When multiple ImageNet tasks are running on the same machine, the initiating of torchvision.datasets.ImageFolder
becomes extremelllly slow.
Following codes take about 2min in a single training task:
def ilsvrc2012(path, bs=256):
traindir = os.path.join(path, 'train')
valdir = os.path.join(path, 'val')
normalize = transforms.Normalize(mean=[0.485, 0.456, 0.406],
std=[0.229, 0.224, 0.225])
train_dataset = datasets.ImageFolder(
traindir,
transforms.Compose([
transforms.RandomResizedCrop(224),
transforms.RandomHorizontalFlip(),
transforms.ToTensor(),
normalize,
]))
train_loader = torch.utils.data.DataLoader(
train_dataset, batch_size=bs, shuffle=True,
num_workers=8, pin_memory=True)
val_loader = torch.utils.data.DataLoader(
datasets.ImageFolder(valdir, transforms.Compose([
transforms.Resize(256),
transforms.CenterCrop(224),
transforms.ToTensor(),
normalize,
])),
batch_size=bs, shuffle=False,
num_workers=8, pin_memory=True)
return train_loader, val_loader
But when I start to run the other task that reads the same image data, the same codes unbelievably cost about half hour!

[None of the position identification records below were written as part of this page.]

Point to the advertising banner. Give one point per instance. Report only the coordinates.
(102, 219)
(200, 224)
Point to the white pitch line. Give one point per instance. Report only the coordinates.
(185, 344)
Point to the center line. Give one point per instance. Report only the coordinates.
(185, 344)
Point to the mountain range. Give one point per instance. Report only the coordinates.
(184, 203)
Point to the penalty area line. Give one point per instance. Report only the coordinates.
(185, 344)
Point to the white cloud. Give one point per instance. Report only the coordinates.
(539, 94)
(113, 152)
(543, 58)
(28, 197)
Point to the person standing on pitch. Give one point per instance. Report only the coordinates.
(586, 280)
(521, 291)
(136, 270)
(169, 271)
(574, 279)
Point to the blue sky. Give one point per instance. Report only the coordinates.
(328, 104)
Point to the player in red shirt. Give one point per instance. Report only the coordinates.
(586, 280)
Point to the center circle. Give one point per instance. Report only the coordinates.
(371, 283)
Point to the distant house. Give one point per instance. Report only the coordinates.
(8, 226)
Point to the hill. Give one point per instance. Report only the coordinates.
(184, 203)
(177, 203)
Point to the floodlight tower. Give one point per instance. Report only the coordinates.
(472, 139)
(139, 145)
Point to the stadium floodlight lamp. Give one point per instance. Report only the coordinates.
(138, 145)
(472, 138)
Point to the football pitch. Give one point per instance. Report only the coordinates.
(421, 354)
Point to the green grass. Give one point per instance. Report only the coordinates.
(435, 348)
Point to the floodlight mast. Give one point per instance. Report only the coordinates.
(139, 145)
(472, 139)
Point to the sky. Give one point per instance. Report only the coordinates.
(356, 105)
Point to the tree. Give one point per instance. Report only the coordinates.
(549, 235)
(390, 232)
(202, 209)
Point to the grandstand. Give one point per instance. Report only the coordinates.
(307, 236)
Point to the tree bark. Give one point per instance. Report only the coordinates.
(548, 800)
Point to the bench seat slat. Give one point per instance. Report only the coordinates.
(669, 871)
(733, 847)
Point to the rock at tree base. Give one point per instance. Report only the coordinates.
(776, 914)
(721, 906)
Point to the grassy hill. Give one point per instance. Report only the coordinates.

The images are stored on a SSD disk with SATA connection to the main board.
System Info:
uname -a
Linux Monster 4.13.0-45-generic #50~16.04.1-Ubuntu SMP Wed May 30 11:18:27 UTC 2018 x86_64 x86_64 x86_64 GNU/Linux
Torch Info:
python -c "import torch; print(torch.__version__)"
0.4.1
I just wonder what causes this inconceivable performance gap.
More information can be updated upon request.